We think it’s time for that to change.
Consider this typical example.
I’m watching TV and see an ad for the new version of the Ford Expedition SUV. I’m in the market for a new truck, but it takes a few weeks (and seeing the ad maybe three more times) before I take action. When I finally do, I pull out my laptop and do a Google search for “Ford Expedition,” and wind up clicking on one of their search ads to check out more information on their website, but don’t make a purchase. Later that day I see a Ford ad on Facebook in between my friends’ posts about what they ate for breakfast and lunch and then click through to book a test drive with my local dealer. This journey does wonderful things for the value of Google and Facebook ads, but it does not appropriately assign value to TV ads, which is why TV is generally so undervalued.
You can’t credit what you can’t measure
This is ultimately a function of measurement (or the lack thereof).
TV has historically been measured by “reach and frequency” metrics, which are typically compiled using panels of a limited number of households that agree to share their family viewing habits. Panels vary in size, but for the most part, sample behaviors from 15,000 households are extrapolated to determine how millions of other viewers reacted to a campaign.
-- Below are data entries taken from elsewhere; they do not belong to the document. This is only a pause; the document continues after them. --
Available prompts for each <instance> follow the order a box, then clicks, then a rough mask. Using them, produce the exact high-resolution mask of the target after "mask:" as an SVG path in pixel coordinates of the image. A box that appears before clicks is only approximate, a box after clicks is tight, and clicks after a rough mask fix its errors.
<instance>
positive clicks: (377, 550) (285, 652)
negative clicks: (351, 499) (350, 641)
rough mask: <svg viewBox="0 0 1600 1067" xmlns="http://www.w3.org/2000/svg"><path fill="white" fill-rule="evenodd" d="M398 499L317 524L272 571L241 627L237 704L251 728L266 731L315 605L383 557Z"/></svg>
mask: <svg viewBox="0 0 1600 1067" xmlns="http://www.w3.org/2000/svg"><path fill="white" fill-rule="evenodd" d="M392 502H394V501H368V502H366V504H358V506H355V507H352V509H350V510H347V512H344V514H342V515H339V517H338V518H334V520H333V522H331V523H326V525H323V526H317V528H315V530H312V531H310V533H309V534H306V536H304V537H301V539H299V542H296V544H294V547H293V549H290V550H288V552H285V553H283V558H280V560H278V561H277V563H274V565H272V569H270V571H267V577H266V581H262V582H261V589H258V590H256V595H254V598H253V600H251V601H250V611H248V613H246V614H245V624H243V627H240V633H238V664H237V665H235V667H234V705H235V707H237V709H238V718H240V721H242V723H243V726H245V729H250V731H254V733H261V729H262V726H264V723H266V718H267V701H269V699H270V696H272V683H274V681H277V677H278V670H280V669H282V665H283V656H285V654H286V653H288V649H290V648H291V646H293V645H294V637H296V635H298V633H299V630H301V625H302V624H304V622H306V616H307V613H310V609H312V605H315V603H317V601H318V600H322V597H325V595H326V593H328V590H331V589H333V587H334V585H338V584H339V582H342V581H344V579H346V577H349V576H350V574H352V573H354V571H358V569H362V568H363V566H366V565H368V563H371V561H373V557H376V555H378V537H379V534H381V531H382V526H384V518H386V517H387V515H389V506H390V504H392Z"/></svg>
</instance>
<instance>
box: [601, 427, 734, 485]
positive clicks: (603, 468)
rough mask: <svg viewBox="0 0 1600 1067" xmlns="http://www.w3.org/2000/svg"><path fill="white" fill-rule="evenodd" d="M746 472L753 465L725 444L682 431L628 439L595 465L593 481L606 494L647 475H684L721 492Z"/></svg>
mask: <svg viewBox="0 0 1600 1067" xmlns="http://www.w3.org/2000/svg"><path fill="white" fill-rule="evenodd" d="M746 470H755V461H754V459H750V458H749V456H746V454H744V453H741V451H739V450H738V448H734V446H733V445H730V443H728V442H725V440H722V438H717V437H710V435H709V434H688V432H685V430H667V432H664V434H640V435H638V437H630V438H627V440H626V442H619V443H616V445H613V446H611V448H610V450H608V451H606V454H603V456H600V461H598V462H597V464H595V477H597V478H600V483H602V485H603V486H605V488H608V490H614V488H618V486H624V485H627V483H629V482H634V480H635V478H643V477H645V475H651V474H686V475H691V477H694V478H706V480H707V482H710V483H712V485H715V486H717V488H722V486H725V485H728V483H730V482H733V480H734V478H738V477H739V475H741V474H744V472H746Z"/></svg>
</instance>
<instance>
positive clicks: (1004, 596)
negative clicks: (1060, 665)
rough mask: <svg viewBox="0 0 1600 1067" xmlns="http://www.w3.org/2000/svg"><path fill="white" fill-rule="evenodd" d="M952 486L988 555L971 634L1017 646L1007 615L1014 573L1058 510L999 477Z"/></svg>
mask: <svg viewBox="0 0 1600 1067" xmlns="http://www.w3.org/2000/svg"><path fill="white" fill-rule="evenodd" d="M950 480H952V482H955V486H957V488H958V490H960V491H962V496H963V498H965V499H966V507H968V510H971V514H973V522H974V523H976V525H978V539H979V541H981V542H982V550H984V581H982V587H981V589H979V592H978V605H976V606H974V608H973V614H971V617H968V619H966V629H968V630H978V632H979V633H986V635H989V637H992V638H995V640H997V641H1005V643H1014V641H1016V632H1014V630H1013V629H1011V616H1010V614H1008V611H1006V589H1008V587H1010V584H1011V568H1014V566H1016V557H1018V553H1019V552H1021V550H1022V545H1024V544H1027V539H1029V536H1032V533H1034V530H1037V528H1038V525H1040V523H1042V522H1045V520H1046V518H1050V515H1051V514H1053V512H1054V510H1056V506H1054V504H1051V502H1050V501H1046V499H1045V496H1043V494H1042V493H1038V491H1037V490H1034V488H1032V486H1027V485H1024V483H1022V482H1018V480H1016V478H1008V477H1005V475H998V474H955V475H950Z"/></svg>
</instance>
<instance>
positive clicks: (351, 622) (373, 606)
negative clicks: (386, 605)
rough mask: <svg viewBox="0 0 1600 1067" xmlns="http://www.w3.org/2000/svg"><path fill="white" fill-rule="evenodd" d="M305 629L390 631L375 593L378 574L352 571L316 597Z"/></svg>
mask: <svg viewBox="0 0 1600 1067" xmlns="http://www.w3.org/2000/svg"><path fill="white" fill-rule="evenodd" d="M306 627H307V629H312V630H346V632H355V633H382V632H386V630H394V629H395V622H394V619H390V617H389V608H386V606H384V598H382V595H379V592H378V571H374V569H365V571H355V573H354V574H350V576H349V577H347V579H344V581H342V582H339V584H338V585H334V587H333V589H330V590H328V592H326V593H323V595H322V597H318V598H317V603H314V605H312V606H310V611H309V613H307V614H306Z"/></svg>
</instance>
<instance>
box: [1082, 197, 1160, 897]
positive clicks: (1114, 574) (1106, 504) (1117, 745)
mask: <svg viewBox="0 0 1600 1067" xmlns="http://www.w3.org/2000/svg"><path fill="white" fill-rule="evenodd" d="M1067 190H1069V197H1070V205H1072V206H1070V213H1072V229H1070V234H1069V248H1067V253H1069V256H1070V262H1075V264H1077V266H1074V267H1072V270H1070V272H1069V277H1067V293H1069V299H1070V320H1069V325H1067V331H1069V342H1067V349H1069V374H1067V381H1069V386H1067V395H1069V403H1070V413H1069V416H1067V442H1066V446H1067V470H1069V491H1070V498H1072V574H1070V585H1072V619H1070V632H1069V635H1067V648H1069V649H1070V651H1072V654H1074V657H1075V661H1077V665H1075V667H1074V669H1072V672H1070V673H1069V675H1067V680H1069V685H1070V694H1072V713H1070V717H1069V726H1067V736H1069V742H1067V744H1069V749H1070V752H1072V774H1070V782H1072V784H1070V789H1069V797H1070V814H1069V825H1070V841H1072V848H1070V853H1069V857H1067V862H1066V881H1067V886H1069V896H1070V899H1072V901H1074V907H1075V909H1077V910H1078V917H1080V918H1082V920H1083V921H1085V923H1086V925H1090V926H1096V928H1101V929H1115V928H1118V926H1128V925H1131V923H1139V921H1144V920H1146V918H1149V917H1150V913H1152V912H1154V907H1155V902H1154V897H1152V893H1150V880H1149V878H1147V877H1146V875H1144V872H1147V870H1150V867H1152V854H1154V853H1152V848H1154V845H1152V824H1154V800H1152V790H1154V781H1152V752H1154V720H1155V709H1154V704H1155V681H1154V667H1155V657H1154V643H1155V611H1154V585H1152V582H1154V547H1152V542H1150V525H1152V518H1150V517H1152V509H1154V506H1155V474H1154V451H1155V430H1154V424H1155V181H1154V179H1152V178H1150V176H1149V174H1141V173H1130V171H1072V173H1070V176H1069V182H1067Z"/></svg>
This “panel” approach to measurement has been in effect since the early 1960s, and to say that it’s outdated may be more than an understatement. It’s an astonishing accomplishment for a standard that directs/dictates tens of billions of dollars in investment per year to be that bad for so long. Hell, I’m surprised one of the major digital “walled gardens” hasn’t acquired the “legacy measurement” company just to perpetuate this outdated–but still widely-accepted–measurement approach that shifts all of the value away from TV into digital.
A glimpse into the future of TV advertising
The proliferation of connected TVs (CTVs) — that’s 90 million households reaching an audience of more than 200M and counting — means that TV ads are increasingly running on (nearly) the same tech infrastructure as digital channels, like display, search and social.
With direct connections to the Internet, as well as the ability to track which ads actually showed up on the CTV screens and when CTV advertising has the technical potential to provide advertisers the granular measurement and accountability that they’ve come to rely on from digital. As this potential becomes reality with the development of better, more attributable TV measurement, the advertising ecosystem will undergo a fundamental rebalancing in favor of the truth about which ad mediums are most effective at driving consumer awareness, purchase consideration, and buying decisions.
What is that truth?
The truth is that TV is massively effective in terms of driving awareness and consideration, but the final steps–taking action–often happen digitally.
In situations where a TV campaign actually influenced 80 percent of the decision-making process, the final 20 percent — the search, the click, or the call — gets handed off to Google. As it stands now, Google (or Facebook) gets all the credit, and the TV campaign looks like an expensive exercise in driving unquantifiable “awareness.”
But by leveraging the power of automation, advertising technology, and a bit of R&D, companies like tvScientific (and others to come) will be able to illustrate this “multi-touch” attribution dynamic with increasing levels of detail, which will result in TV finally getting the credit it’s due. After all, it’s the original, most influential advertising medium in the world.
Coming soon – a re-invented, revitalized TV advertising industry
Over the next few years (or sooner) as TV measurement approaches parity with digital, it will become increasingly clear that TV is a major driver of consumer behavior and more advertisers will want to participate.
In parallel, participation in TV advertising, which is historically very difficult and expensive, will become far more accessible. TV advertising will be supported by an entire ecosystem of tech companies emerging to help advertisers develop TV ad creatives, including the integration of new direct response mechanisms like in-ad QR codes. Companies like tvScientific will make it simple for any advertiser to access TV inventory and measurement via self-service platforms, enabling marketers to set up and execute measurable TV campaigns in minutes. In short, the TV ad landscape will evolve to resemble digital marketplace models where millions of advertisers participate in a healthy ecosystem, benefiting consumers via more targeted offers, and publishers via more competition, and thus higher prices, for their ads.